Acórdão do Supremo Tribunal de Justiça
Processo:
042595
Nº Convencional: JSTJ00016363
Relator: PEREIRA DOS SANTOS
Descritores: FACTO ILÍCITO
EXCLUSÃO DA ILICITUDE
CULPA
ESTADO DE NECESSIDADE
DIREITO DE NECESSIDADE
LEGÍTIMA DEFESA
PRESSUPOSTOS
Nº do Documento: SJ199206250425953
Data do Acordão: 06/25/1992
Votação: UNANIMIDADE
Referência de Publicação: BMJ N418 ANO1992 PAG564
Tribunal Recurso: T J ARCOS VALDEVEZ
Processo no Tribunal Recurso: 1/91
Data: 11/06/1991
Texto Integral: N
Privacidade: 1
Meio Processual: REC PENAL.
Decisão: NEGADO PROVIMENTO.
Área Temática: DIR CRIM - TEORIA GERAL.
Legislação Nacional:
Sumário : I - A acção só é penalmente ilícita se realizar um "tipo de injusto", não se tornando "acobertada por uma causa de justificação", do mesmo passo que a culpa não resiste às "causas de exclusão da culpabilidade" ou às "causas de exculpação".

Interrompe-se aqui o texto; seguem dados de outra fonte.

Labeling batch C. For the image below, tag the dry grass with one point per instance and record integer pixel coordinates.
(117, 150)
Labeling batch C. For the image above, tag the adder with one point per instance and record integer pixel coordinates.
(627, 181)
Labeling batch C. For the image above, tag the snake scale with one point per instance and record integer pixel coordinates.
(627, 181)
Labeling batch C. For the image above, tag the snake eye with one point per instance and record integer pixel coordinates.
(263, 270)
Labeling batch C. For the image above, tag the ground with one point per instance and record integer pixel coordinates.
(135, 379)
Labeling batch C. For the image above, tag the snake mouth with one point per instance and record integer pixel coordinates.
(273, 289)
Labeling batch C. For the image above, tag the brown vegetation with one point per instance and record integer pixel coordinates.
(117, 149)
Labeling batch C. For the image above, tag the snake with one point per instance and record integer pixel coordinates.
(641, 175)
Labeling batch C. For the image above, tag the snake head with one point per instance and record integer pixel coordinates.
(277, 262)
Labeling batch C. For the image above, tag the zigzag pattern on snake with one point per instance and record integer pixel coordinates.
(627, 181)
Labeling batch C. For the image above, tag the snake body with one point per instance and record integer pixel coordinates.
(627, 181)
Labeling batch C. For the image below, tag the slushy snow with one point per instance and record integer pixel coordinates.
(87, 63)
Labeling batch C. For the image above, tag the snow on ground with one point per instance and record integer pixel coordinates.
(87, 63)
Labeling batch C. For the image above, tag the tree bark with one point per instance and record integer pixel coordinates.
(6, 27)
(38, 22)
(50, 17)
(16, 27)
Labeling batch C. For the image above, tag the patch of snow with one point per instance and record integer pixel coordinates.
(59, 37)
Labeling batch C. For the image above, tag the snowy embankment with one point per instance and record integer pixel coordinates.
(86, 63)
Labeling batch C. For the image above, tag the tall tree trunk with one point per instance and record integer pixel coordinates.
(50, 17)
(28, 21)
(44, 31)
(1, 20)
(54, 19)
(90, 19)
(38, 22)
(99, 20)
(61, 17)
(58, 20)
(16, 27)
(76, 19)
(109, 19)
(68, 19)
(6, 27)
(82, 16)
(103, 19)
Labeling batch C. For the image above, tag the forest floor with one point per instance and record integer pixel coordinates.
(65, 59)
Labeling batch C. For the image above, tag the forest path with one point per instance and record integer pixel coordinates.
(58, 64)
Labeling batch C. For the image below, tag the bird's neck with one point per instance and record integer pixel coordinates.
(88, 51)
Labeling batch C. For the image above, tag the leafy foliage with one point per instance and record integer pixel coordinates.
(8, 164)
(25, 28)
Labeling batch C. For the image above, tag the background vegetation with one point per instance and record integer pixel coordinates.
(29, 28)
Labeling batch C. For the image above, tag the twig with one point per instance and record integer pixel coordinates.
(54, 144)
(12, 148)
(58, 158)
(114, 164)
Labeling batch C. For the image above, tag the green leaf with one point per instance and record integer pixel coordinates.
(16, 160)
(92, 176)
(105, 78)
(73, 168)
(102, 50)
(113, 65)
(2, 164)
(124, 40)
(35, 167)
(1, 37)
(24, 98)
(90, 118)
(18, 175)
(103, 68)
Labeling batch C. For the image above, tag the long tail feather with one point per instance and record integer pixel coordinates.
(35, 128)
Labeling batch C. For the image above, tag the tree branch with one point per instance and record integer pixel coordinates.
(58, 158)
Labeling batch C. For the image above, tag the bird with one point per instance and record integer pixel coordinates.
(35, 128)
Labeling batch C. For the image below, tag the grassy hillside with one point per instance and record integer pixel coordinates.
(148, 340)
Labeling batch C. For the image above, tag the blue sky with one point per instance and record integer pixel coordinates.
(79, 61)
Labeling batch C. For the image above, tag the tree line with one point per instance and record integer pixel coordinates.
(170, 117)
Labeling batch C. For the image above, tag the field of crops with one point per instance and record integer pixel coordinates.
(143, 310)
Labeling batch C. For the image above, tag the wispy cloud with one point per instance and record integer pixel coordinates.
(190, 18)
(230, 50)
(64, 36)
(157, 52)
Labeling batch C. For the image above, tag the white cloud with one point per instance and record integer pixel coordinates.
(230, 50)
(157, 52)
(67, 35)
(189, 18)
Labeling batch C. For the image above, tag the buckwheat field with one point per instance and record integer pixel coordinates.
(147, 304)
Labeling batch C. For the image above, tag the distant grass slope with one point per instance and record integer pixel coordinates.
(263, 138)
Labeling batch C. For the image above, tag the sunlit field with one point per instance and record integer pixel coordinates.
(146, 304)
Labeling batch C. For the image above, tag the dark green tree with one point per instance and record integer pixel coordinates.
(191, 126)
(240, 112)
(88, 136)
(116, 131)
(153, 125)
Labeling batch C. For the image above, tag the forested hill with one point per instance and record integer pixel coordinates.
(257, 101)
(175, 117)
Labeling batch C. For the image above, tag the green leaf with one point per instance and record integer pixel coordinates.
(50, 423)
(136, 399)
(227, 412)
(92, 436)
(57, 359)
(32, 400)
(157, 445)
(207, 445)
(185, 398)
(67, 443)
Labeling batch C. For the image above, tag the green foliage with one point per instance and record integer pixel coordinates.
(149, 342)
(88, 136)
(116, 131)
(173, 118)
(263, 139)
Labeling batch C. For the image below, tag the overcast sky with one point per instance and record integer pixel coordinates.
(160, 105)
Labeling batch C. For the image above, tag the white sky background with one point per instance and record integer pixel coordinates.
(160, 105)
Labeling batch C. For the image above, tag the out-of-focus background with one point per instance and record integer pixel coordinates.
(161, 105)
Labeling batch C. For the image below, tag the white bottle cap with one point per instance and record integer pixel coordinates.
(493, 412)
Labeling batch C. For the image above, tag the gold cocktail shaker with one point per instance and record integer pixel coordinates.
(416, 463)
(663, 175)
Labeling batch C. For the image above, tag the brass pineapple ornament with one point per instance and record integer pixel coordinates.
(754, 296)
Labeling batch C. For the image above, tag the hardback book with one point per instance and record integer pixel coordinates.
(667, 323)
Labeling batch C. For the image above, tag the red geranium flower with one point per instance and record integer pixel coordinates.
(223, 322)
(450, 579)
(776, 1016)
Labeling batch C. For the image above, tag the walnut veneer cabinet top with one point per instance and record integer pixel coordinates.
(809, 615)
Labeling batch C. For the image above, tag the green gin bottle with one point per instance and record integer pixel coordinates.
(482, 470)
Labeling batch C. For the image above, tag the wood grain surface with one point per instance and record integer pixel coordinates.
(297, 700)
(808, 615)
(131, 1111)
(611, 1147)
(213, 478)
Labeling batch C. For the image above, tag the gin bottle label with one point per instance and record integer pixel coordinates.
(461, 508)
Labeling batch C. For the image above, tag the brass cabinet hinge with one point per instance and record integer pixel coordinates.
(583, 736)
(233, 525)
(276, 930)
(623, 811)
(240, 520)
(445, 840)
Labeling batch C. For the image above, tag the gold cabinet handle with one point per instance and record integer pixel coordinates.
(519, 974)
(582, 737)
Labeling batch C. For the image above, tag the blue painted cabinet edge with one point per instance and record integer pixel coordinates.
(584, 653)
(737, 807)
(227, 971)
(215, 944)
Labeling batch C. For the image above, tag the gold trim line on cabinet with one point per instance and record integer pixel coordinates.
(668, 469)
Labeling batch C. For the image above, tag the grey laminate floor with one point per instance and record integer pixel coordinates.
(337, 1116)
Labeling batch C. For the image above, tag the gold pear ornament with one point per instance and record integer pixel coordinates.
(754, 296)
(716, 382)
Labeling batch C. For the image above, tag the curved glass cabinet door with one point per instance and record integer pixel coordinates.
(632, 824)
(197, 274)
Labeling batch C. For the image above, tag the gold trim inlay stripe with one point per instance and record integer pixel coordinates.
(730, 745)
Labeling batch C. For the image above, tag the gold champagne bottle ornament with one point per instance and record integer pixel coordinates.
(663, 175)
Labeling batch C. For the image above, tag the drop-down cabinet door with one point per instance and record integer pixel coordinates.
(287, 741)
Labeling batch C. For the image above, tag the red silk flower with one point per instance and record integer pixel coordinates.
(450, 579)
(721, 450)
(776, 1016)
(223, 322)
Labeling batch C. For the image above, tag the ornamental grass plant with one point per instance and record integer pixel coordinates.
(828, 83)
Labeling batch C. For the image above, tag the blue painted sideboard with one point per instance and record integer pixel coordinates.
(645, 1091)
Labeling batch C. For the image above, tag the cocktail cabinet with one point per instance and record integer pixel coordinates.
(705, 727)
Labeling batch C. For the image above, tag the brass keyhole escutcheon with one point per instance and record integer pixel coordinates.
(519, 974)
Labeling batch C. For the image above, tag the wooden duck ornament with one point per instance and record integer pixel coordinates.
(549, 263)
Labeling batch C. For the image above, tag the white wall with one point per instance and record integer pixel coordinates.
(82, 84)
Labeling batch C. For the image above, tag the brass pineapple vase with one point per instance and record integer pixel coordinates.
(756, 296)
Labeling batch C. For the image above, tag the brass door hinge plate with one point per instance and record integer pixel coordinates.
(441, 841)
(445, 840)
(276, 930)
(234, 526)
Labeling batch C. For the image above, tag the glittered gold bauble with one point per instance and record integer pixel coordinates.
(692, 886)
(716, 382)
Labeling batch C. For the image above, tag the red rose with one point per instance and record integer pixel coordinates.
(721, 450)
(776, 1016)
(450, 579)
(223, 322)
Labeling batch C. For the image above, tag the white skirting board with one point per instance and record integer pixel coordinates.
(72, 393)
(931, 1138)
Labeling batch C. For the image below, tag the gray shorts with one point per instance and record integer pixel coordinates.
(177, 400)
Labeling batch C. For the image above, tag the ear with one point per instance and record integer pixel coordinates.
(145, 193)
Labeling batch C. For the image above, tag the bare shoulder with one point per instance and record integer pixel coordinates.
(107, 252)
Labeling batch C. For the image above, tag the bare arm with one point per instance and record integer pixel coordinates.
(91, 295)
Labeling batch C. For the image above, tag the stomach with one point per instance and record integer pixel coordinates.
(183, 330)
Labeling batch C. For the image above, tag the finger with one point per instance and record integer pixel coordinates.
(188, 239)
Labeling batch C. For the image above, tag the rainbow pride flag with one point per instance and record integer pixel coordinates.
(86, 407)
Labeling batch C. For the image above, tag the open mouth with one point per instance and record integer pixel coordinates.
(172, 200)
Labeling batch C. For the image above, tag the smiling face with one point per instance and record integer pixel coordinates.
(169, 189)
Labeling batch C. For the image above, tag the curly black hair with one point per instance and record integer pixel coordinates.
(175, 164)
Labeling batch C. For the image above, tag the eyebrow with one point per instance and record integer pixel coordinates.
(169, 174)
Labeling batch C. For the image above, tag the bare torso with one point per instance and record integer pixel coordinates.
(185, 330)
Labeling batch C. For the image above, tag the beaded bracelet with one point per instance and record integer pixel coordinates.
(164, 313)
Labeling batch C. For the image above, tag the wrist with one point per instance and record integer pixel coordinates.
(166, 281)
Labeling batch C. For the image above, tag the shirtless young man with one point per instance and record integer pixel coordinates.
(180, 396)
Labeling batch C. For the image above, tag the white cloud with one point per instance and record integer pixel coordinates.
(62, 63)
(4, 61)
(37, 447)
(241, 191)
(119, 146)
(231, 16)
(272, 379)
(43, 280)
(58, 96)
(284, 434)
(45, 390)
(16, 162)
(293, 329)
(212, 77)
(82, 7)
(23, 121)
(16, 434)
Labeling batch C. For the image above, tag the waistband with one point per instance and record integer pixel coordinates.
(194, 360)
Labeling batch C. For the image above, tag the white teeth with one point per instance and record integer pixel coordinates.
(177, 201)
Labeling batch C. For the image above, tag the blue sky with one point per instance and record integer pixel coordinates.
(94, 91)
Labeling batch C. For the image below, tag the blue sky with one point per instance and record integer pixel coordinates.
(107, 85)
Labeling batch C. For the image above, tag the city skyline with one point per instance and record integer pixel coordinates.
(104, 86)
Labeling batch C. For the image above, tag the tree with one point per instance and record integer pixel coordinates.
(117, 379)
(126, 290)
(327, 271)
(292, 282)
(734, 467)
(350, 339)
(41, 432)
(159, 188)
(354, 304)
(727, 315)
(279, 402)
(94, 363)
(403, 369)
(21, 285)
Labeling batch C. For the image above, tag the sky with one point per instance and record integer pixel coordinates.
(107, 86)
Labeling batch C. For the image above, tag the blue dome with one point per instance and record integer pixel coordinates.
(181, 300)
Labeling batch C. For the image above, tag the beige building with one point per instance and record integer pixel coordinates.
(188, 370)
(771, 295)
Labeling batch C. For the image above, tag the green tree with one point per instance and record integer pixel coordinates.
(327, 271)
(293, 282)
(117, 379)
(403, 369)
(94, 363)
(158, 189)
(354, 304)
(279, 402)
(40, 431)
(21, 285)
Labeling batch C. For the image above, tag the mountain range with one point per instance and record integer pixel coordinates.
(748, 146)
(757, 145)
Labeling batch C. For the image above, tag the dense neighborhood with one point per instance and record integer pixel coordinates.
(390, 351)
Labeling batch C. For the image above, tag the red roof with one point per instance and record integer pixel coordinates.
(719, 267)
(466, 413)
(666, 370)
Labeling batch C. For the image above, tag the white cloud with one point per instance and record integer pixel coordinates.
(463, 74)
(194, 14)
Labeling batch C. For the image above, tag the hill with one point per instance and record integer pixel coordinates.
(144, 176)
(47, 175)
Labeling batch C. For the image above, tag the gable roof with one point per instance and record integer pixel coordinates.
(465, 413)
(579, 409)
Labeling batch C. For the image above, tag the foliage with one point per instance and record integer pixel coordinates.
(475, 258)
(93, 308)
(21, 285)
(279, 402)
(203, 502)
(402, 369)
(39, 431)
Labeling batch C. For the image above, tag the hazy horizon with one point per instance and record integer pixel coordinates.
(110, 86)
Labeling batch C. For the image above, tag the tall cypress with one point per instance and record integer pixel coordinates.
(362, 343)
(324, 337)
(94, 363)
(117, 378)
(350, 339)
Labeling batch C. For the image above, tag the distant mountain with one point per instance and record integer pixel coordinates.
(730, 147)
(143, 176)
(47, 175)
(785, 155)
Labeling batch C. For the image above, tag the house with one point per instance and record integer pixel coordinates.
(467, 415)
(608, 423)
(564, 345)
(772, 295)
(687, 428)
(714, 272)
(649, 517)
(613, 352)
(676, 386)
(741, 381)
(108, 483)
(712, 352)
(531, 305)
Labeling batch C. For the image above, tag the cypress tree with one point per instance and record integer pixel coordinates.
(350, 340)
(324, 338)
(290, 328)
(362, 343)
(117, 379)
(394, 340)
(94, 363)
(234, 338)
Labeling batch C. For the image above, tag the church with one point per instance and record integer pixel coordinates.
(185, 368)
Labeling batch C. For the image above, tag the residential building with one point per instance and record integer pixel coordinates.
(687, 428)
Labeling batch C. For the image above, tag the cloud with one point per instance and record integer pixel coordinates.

II - A legítima defesa pede ou supõe uma agressão actual e é ilícita. A agressão é qualquer ameaça de lesão a bens ou interesses penalmente tutelados. A agressão actual é a que se mostra iminente, está em curso ou ainda perdura. A agressão ilícita é a que objectivamente viola as normas de valoração e não está acobertada por uma oração permissiva.
III - A defesa, para ser legítima, há-de ser objectivamente necessária e subjectivamente conduzida pela vontade de se defender, dirigida contra o agressor, que não contra bens jurídicos de terceiro.
IV - A defesa necessária é a que permite esperar o termo imediato da agressão, assegurando uma eliminação definitiva do perigo, pela produção do menos dano.
V - A legítima defesa putativa, emergente de falsa representação dos pressupostos da legítima defesa aplicam-se os princípios gerais sobre o erro. O agente incurso em erro sobre os pressupostos duma causa de justificação, embora tenha realizado um crime doloso, só pode ser castigado por negligência, se subsistirem, efectivamente, os requisitos da punição por esta última.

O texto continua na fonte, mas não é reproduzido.